The copper mines, known locally as the Copper Caves, can be reached via the Kerry Way behind Staigue Fort House. They date from the Bronze Age, c 2,400-600 B.C. These sites are interesting both from a geological and an archaeological perspective.
There are three mines marked on the Ordnance Survey maps for the region; St. Crohan’s Hermitage, Coad and Staigue – all within walking distance of one another.
The mines at St. Crohan’s Hermitage and Staigue are both by rivers: the Behaghane and Staigue rivers. These cave-like mines have rich turquoise/green hues in the rock due to deposits of the green carbonate, malachite. The percolation of slowly dripping water through the copper-bearing rocks, followed by its evaporation, results in deposits of the dissolved carbonate in the fissures of the rock. Malachite is valuable as an ore of copper. The mine at Coad displays azurite mineralization.

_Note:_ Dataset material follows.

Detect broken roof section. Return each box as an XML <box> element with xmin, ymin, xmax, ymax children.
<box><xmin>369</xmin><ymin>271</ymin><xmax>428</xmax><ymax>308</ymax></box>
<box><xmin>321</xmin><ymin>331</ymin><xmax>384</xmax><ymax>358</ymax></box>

At primitive mine sites, two principal areas of activity can be identified:ore extraction which is known as mine working, and the ‘spoil dump’ where preliminary crushing and sorting of the ore was undertaken. Rock debris was usually dumped in heaps outside the mine entrance.
The smooth shape of the mines suggests that the copper was extracted by fire-setting, a mining technique commonly in use up to the nineteenth century. Wood-fuelled fires would be lit against the rock face. The heat would make the stone brittle and therefore easier to break away using stone cobble hammers and mauls. These tools have not yet been identified at these mines.
The crushed ore may have been washed in the nearby rivers to separate the heavier metallic content. The rock would then be converted to metal through the process of smelting – burning the finely broken copper ore in a charcoal-fired pit furnace to produce droplets of copper metal. Smelting furnaces associated with these sites have not been found.
The existence of shafts and denuded spoil-dumps further along the quartz reef by St. Crohan’s Hermitage indicate that mining activity took place here in the nineteenth century. A drystone rectangular structure located adjacent to it may be related to later mining activities.
As to where the copper itself came from…It has been known for decades that the ordinary elements around us here on Earth arose in stars. Copper came to be after these stars expanded to become supergiant stars. They later exploded as supernovae, scattering the newly minted copper into space. Four and a half billion years ago, we got some of this copper.